Mais si l’IA implique une plus grande consommation énergétique, elle a également des utilisations et effets très positifs sur le développement durable, c’est ce qu’il appelle « le paradoxe de l’IA ». L’IA permet en effet de réduire les gaspillages, d’améliorer les procédures et d’atteindre une efficacité énergétique accrue. Elle a aussi des applications environnementales positives comme la modélisation climatique, la gestion des ressources naturelles, la création de nouvelles molécules pour batteries, le suivi de la biodiversité et l’optimisation des réseaux électriques. Mais il faut faire attention à  « l’effet rebond », celui qui se produit lorsque « les gains d’efficacité générés par une technologie entraînent une augmentation de son usage, annulant une partie des bénéfices écologiques attendus ».
L’intervenant a également abordé le volet des déchets électroniques générés par l’IA, qui atteindront 2,5 millions de tonnes en 2030. « Cette estimation indique la quantité de déchets électroniques que le développement de l’IA pourrait générer d’ici 2030 si aucune mesure n’est prise pour limiter son impact matériel. Ce chiffre reflète les équipements technologiques (serveurs, ordinateurs, puces, etc.) utilisés pour faire fonctionner et entraîner les modèles d’IA, ainsi que les infrastructures de centres de données nécessaires pour soutenir cette technologie. »
En volume, ces 2,5 millions de tonnes de déchets électroniques correspondent approximativement au poids de dix milliards de smartphones jetés, dit-il. Mais il existe certaines solutions pour limiter l’impact de l’IA sur la consommation électrique avec des algorithmes tels que CarbonMin pour réduire de moitié les émissions des centres de données, d’ici 2035.

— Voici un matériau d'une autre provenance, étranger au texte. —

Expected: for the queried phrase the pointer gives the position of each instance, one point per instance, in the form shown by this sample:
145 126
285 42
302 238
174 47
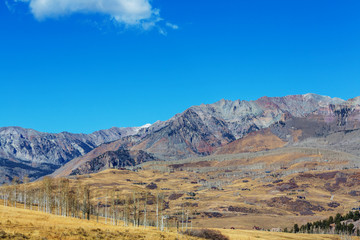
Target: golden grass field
17 223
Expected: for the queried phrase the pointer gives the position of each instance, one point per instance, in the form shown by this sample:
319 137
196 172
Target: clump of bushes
151 186
175 196
206 234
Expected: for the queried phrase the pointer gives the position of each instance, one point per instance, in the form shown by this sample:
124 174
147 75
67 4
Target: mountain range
224 127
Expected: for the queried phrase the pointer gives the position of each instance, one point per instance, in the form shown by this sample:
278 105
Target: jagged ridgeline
225 127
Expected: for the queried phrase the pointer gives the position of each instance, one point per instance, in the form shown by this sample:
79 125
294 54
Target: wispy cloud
128 12
173 26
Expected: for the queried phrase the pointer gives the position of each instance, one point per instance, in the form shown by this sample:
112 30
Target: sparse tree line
57 196
332 225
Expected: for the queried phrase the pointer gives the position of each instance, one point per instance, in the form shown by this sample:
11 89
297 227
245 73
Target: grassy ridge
17 223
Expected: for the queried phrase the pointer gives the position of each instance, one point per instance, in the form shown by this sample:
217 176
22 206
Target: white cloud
173 26
128 12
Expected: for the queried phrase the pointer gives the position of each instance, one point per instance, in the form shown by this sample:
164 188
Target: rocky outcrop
33 153
113 159
300 120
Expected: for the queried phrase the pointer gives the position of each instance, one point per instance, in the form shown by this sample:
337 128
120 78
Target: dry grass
20 223
16 223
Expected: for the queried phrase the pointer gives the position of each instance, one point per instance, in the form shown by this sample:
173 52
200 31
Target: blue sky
80 68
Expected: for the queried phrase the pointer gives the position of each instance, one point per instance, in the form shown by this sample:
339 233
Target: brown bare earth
253 142
17 223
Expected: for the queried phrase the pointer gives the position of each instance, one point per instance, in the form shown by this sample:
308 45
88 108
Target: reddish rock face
200 131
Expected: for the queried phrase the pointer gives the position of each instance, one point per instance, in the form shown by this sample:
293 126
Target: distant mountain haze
223 127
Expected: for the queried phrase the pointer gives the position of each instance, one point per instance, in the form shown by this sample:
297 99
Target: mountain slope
40 153
198 131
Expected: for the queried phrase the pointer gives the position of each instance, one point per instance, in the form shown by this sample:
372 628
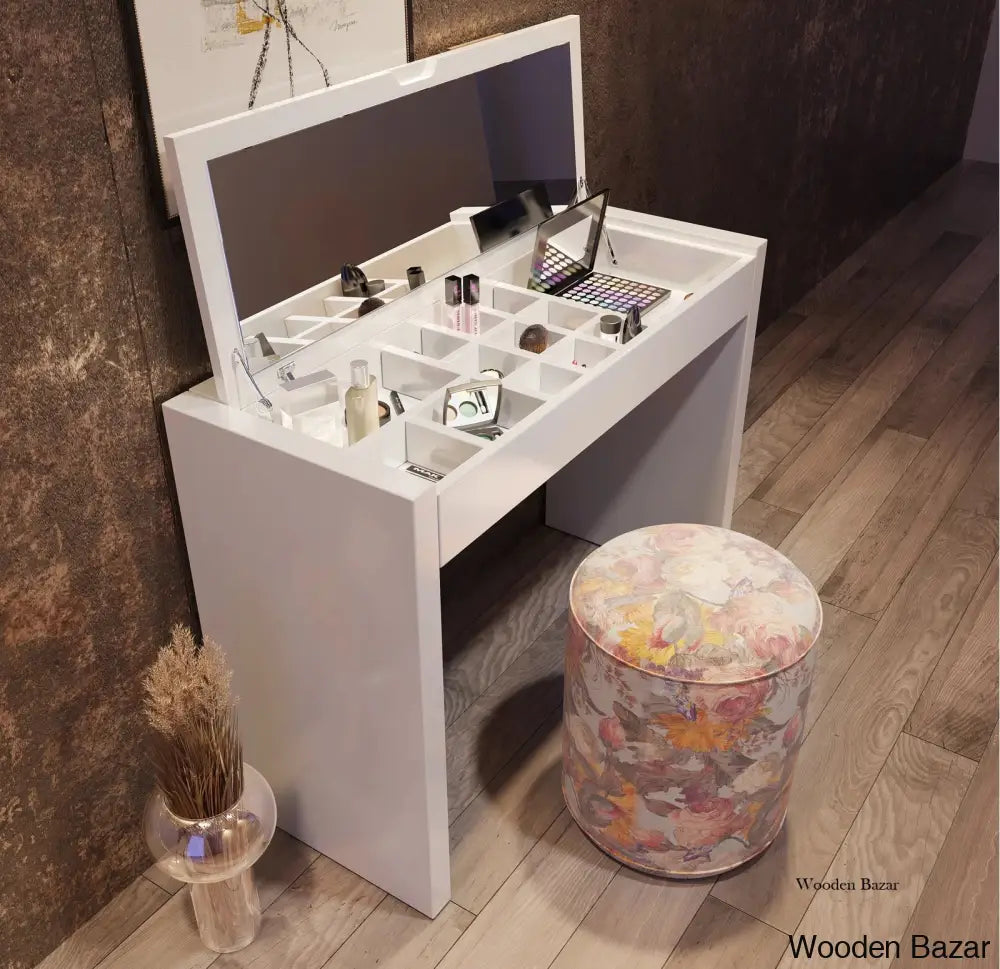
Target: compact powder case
473 406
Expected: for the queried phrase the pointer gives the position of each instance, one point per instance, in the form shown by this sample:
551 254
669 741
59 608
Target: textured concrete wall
806 121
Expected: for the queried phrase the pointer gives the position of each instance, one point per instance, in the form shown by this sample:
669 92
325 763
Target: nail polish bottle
470 304
361 403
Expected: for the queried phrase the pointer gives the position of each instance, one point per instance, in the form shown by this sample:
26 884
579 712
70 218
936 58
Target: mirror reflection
371 193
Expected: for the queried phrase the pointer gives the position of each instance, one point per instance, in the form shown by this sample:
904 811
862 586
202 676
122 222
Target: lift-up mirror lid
273 201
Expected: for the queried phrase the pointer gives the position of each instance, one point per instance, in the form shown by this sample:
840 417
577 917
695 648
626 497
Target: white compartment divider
438 448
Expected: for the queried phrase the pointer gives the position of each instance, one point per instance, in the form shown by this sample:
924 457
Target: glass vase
215 856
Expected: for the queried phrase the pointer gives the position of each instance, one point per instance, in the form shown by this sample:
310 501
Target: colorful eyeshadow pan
595 289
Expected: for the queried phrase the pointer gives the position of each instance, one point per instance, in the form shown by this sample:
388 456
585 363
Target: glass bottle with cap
361 403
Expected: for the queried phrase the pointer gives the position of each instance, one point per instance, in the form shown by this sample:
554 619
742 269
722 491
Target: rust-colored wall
806 121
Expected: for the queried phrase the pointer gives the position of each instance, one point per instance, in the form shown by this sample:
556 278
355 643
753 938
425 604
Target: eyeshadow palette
596 289
570 274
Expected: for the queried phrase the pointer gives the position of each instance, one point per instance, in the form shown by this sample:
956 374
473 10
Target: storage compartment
423 340
509 300
402 443
507 336
545 378
410 377
477 357
515 405
577 352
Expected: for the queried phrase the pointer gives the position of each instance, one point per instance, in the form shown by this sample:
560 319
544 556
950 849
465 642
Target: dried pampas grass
196 750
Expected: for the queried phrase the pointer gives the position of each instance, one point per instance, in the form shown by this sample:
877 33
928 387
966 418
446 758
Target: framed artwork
209 59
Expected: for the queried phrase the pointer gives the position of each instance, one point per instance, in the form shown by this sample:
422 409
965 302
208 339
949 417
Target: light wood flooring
870 458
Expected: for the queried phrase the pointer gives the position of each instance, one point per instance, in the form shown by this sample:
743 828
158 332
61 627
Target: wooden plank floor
870 458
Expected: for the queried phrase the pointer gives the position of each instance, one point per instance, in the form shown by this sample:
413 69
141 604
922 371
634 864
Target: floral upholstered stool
688 670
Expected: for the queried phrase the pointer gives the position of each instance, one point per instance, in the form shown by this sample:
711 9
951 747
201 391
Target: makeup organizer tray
420 357
323 310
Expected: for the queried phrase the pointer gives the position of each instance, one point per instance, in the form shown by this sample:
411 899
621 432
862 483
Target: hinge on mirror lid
238 357
582 192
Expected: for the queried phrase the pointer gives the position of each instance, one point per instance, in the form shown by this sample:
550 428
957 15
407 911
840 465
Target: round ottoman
688 669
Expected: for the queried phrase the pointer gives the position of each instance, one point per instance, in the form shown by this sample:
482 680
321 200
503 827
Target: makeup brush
353 281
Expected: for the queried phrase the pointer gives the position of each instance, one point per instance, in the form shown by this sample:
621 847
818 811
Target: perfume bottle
611 327
361 403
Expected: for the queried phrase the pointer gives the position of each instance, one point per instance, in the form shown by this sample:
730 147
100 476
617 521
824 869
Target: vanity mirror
367 176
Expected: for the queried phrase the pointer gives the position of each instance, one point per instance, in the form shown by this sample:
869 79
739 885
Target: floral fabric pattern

Charlotte Govin, Non-Executive Director chez Emtel et membre du conseil d’administration de FrenchTech Mauritius, a évoqué les risques liés à l’IA, notamment en termes de déshumanisation de certains secteurs. Elle a parlé des enjeux avec l’élection de Donald Trump aux États-Unis, qui a clairement fait comprendre qu’il souhaite pousser l’essor de l’IA. « L’élection de Trump marque le début d’une nouvelle course qui compte deux principaux acteurs : les États-Unis et la Chine. L’IA est là pour rester, elle va s’accélérer, et il faut absolument participer à cette révolution. »
Il y a déjà de multiples exemples ou l’IA a eu un impact phénoménal. « Les sourds sont capables de réentendre grâce à des dispositifs qui transforment le son; les handicapés sont capables de marcher grâce à des robots. À cet égard l’IA est un vecteur d’inclusion », dit-elle. Il existe aussi des jeux vidéo pour malvoyants qui utilisent l’IA pour recréer des graphiques beaucoup plus simples, et les joueurs peuvent jouer grâce à des vibrations.
L’IA ouvre la voie à des progrès fulgurants, comme on a pu voir récemment un chirurgien de Bordeaux opérer un patient en Chine à distance. L’IA peut détecter certaines pathologies comme le cancer, bien avant l’humain, tout cela alors que le monde n’en est encore qu’aux débuts de l’IA… « Dans pas longtemps, on pourra demander à l’IA de concevoir un médicament adapté à un individu, tenant compte de son histoire génétique, de sa maladie et d’autres facteurs », dit-elle.
Parallèlement, les robots vont envahir le monde dans les prochaines années. Elon Musk a déjà annoncé qu’il y aurait dix milliards de robots d’ici 2050. Pour Charlotte Govin, l’IA et la robotique peuvent apporter une grande aide aux PME et aux entrepreneurs en général. « Si vous avez une idée, vous pouvez accélérer votre processus de création, et ça, c’est très important, si vous avez la capacité de vous projeter. » Dans le futur, les robots accompliront diverses tâches, comme remplacer le personnel médical dans les hôpitaux et aider les personnes isolées dans leurs tâches quotidiennes.